この度、そのUk43の続編が出た。2015年発売の第2版がそれだ。第1版では移動、相手側対応移動、戦闘、二次移動といった複雑だったシーケンスが、移動、戦闘という形で単純化された。またソ連軍のキラースタックをドイツ軍がZOCボンドで囲んで殺す、という「派手だがちょっと極端な」展開も出にくくなった。要塞効果も抑制され、より機動戦がしやすくなったが、全般的にドイツ軍にとってより苦しいようにも思える。その分、ドイツ装甲師団には全てエリート効果で攻防共に1シフトが得られ、グロスドイッチュランド師団はティーガー戦車シフトが適用されることになった。さらにドイツ軍の補充が旧版の2倍となっている。このような修正によって果たしてバランスがどう変化しているのかが新版の見所だ。

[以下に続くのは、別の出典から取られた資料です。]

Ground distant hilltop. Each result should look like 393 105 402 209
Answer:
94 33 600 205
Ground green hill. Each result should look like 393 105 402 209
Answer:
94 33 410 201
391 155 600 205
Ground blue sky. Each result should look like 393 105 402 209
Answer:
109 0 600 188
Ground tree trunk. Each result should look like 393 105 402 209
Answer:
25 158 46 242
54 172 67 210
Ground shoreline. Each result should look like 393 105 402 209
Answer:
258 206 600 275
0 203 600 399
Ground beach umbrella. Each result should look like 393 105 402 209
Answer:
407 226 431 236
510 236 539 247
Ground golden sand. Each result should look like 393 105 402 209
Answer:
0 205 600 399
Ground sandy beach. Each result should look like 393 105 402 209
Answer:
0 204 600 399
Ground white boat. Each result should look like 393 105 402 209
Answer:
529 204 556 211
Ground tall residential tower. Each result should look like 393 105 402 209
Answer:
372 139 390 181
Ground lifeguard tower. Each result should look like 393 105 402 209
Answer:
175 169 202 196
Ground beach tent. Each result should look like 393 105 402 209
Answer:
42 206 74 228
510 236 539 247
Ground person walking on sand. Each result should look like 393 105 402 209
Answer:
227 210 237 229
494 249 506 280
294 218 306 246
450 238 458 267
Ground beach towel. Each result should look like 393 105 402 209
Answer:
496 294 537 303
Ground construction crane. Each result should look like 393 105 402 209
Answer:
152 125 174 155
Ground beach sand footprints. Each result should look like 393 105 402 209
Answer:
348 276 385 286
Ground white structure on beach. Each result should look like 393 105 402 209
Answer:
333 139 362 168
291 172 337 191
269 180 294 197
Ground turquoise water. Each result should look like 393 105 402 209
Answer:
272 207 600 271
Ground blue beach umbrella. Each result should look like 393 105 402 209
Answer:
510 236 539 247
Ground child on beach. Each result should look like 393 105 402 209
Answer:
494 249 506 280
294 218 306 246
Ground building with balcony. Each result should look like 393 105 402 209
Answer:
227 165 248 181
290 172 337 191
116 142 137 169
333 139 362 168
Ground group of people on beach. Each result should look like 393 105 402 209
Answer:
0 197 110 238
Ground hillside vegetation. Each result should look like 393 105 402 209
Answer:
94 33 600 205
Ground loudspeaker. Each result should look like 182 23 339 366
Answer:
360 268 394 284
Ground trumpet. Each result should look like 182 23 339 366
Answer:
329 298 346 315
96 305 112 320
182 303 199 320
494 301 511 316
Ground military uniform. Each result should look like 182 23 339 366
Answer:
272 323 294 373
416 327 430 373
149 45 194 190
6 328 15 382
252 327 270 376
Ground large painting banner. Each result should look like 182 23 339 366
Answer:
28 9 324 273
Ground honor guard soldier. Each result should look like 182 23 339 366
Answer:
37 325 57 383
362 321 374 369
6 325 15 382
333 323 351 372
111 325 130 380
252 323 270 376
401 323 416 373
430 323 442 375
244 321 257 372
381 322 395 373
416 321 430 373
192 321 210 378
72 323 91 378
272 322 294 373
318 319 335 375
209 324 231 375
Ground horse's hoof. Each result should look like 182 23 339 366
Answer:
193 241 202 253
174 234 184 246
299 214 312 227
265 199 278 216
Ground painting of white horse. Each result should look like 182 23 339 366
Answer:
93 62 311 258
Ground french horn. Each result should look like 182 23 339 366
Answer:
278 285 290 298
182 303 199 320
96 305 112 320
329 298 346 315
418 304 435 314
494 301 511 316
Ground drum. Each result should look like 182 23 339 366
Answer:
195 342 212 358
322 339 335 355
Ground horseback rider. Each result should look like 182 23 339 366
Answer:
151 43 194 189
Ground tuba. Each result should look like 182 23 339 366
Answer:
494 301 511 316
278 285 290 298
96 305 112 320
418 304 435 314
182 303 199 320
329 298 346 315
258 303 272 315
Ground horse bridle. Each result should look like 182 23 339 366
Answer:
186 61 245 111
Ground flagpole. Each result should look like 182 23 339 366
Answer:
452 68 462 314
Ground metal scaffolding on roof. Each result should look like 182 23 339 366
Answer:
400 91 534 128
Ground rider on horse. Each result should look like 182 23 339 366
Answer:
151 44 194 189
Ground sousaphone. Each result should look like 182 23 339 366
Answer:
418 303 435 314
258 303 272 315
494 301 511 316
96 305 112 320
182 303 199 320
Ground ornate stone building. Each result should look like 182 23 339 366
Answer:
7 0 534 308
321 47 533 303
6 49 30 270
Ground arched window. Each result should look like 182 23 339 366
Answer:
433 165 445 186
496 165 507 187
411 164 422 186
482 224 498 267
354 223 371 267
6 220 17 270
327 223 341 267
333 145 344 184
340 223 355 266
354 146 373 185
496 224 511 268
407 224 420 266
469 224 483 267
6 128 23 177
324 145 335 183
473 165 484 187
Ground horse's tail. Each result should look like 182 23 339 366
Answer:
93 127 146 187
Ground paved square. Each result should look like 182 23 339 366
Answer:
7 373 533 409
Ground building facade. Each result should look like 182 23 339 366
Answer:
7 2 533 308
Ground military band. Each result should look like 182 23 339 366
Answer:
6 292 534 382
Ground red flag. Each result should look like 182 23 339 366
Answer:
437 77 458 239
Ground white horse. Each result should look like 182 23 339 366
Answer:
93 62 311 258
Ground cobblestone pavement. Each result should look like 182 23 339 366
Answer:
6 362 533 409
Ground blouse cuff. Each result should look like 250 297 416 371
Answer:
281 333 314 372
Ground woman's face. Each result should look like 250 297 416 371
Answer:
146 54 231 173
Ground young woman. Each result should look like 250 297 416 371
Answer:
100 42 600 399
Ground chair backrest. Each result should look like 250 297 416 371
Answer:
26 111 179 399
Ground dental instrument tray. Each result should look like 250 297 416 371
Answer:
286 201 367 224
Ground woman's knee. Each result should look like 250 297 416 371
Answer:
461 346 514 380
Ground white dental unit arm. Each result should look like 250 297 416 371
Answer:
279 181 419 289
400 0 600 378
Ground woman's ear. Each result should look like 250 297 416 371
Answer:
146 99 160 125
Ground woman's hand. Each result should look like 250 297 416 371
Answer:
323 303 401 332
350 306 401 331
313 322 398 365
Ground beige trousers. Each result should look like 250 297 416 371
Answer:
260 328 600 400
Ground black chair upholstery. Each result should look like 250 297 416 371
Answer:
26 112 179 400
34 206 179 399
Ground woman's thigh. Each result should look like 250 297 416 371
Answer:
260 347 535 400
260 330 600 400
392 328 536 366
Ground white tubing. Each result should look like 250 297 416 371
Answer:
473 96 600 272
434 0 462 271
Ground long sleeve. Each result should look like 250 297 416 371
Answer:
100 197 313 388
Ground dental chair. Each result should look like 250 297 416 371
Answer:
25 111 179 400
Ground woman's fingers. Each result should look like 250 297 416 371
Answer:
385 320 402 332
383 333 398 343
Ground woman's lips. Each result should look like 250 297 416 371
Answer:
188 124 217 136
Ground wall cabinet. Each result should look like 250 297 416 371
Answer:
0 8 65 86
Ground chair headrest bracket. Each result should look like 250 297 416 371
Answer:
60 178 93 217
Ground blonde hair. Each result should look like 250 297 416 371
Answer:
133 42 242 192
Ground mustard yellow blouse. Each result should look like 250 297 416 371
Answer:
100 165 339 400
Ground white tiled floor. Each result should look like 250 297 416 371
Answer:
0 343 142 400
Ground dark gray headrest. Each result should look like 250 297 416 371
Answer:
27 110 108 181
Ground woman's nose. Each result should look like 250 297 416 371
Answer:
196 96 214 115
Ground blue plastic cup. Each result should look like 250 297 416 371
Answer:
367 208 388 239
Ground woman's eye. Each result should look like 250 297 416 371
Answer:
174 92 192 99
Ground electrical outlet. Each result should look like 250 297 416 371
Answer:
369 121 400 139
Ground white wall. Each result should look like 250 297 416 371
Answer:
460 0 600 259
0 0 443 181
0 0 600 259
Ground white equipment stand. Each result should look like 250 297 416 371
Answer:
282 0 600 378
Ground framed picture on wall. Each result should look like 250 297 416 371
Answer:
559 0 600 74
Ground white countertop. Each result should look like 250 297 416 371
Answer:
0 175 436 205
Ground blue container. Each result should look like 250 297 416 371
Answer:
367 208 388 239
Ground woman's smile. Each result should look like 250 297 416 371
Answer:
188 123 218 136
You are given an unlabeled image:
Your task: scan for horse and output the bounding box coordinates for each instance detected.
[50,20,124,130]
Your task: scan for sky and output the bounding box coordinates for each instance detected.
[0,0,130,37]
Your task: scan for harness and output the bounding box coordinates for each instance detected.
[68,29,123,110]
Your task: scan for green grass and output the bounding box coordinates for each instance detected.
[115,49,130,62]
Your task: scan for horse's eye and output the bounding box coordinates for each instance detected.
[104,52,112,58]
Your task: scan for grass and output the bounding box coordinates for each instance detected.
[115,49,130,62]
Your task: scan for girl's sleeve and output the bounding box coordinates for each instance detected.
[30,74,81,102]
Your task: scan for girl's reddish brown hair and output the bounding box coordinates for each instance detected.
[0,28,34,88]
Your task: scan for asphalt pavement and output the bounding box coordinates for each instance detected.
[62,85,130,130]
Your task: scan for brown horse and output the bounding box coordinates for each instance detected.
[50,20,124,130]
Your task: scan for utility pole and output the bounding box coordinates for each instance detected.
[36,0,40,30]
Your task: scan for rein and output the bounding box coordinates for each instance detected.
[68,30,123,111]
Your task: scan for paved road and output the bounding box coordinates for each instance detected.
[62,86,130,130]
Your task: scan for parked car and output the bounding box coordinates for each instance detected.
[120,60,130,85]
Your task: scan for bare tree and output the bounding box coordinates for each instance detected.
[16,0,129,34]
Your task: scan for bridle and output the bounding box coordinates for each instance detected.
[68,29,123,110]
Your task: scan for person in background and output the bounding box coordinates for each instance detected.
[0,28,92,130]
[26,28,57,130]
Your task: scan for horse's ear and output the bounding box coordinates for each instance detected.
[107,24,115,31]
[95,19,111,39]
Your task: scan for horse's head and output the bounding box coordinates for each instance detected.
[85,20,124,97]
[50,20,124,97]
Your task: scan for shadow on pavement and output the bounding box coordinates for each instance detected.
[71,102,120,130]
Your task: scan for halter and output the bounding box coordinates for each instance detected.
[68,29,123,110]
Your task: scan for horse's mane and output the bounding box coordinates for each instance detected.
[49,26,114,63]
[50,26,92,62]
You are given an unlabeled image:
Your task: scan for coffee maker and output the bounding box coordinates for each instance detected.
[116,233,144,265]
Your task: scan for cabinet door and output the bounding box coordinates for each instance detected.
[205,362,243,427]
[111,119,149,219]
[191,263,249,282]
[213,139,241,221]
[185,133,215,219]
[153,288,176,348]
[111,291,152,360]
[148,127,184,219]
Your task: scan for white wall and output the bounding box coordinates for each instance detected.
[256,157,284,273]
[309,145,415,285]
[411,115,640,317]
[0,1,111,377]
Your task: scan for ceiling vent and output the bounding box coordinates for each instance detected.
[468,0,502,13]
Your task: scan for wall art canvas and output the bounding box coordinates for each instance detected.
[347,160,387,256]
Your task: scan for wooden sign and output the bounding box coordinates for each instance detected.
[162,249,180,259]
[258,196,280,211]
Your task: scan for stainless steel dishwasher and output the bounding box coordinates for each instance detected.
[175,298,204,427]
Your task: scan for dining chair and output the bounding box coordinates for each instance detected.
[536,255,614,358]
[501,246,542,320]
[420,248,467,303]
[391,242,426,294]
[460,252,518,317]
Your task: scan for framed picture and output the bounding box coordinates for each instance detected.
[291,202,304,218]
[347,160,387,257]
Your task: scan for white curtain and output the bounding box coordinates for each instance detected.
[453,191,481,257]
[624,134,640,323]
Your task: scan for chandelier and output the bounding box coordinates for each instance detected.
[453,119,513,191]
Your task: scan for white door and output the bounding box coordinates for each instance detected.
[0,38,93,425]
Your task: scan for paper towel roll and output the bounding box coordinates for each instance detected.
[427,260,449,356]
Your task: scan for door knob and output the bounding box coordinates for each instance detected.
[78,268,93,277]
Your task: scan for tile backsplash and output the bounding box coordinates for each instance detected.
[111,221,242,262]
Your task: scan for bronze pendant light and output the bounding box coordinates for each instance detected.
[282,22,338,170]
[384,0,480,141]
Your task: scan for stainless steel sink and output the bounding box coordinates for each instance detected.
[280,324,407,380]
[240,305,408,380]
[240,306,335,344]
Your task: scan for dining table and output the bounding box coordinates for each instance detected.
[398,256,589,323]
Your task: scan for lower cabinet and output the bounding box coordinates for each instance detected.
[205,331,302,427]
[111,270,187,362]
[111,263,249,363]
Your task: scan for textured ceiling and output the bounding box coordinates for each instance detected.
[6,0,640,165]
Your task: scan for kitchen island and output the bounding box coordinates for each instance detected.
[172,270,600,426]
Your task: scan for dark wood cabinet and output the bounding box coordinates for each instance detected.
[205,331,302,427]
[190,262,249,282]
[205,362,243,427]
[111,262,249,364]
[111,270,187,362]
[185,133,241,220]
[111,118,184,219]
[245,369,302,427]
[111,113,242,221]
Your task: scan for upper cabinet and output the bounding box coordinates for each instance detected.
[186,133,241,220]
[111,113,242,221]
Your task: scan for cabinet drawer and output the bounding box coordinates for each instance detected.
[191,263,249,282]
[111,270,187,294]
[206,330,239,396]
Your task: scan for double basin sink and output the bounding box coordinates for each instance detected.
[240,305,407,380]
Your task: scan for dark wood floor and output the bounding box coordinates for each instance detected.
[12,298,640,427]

今回、Ukaraine'43新版のVASSAL版が発表されたと聞き、早速プレイしてみることにした。対戦相手は某氏。これまでこの新版Uk43を何度もプレイし、その癖を掴んでいるベテランプレイヤーだ。新版対戦経験1回の下名が対戦するのはおこがましい感もあるが、ここは胸を借りるつもりでプレイしてみる。

シナリオはキャンペーン。下名はソ連軍を担当した。


10Turn(43/09/16-20)

イメージ 13面倒な事が起こった。消耗したドイツ軍の歩兵師団1個(第82歩兵師団、2-5-4)がコノトプ方面からソ連軍後方に進入。我が鉄道線を伺う気配を見せてきたのだ。既に後方連絡線も断たれようとしている敵の歩兵師団1個なんぞ本来は無視しても良い筈であったが、本当に無視したのがいけなかった。ずうずうしくも彼らは、鉄道線を狙う位置までコソコソと移動してきたのだ。それを追うソ連歩兵部隊も機動力の差(ドイツ軍歩兵部隊の移動力は4、ソ連軍のそれは3)から追い切れない。そこで泣く泣くキエフ方面に進出していた第3機械化歩兵軍団(7-8-6)を呼び戻し、戦線後方の警備に当てたのだ。貴重な機動兵力を残敵相当に充てるのは忍びないが、補給線を切られれば攻勢そのものがストップしてしまうのだ。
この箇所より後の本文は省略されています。